To get a specific key by its position (based on insertion order), convert the dictionary's keys to a list:

my_dict = {
'id': 1,
'name': 'TomNolan',
'age': 25,
}

index = 1
key = list(my_dict.keys())[index] # Or just list(my_dict)[index]
print(key) # Output: name
  • list(my_dict.keys()) or the simpler form list(my_dict) creates a list of the dictionary's keys in insertion order (guaranteed in Python 3.7+).
  • [index] then accesses the key at the desired position within that list.

Accessing Values by Index

To get a specific value by its position, convert the dictionary's values to a list:

my_dict = {
'id': 1,
'name': 'TomNolan',
'age': 25,
}

index = 1
value = list(my_dict.values())[index]
print(value) # Output: TomNolan
  • The dict.values() method returns the values in the dictionary, and the list() constructor transforms them into a list so they can be accessed using an index.

Accessing Key-Value Pairs by Index

To get both the key and value at a specific position, convert the dictionary's items to a list:

my_dict = {
'id': 1,
'name': 'TomNolan',
'age': 25,
}

index = 1
key, value = list(my_dict.items())[index]
print(key) # Output: name
print(value) # Output: TomNolan
  • list(my_dict.items()) creates a list of (key, value) tuples.
  • key, value = ...[index] unpacks the tuple at the specified index into separate key and value variables.

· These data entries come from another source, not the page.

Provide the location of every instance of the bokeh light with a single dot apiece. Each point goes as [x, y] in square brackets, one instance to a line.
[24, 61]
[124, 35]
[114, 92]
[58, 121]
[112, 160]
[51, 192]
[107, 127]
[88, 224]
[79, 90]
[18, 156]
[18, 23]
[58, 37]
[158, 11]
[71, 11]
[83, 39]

Getting Keys for a Specific Value

To find all keys associated with a specific value, use a list comprehension:

my_dict = {
'id': 1,
'name': 'TomNolan',
'age': 25,
'salary': 25,
}

keys = [key for key, value in my_dict.items() if value == 25]
print(keys) # Output: ['age', 'salary']

Using enumerate() for Key and Value Access

You can iterate over the keys or values, and use enumerate() to have access to the index:

my_dict = {
'id': 1,
'name': 'TomNolan',
'age': 25,
}

index = 1

key = next(
key for idx, key in enumerate(my_dict)
if idx == index
)
print(key) # Output: name

value = next(
value for idx, value in enumerate(my_dict.values())
if idx == index
)
print(value) # Output: TomNolan

OrderedDict (for Python versions before 3.7)

In versions of Python before 3.7, standard dictionaries did not guarantee insertion order. If you need ordered dictionaries in older Python versions, use collections.OrderedDict:

from collections import OrderedDict

my_dict = OrderedDict(
[('id', 1), ('name', 'TomNolan'), ('age', 25)]
)

key = list(my_dict)[1]
print(key) # Output: name

value = list(my_dict.values())[1]
print(value) # Output: TomNolan
note

Important: In Python 3.7 and later, regular dictionaries do preserve insertion order.

OrderedDict is still useful for cases where you need to specifically rely on the order and want to make that intention explicit, or for compatibility with older Python versions.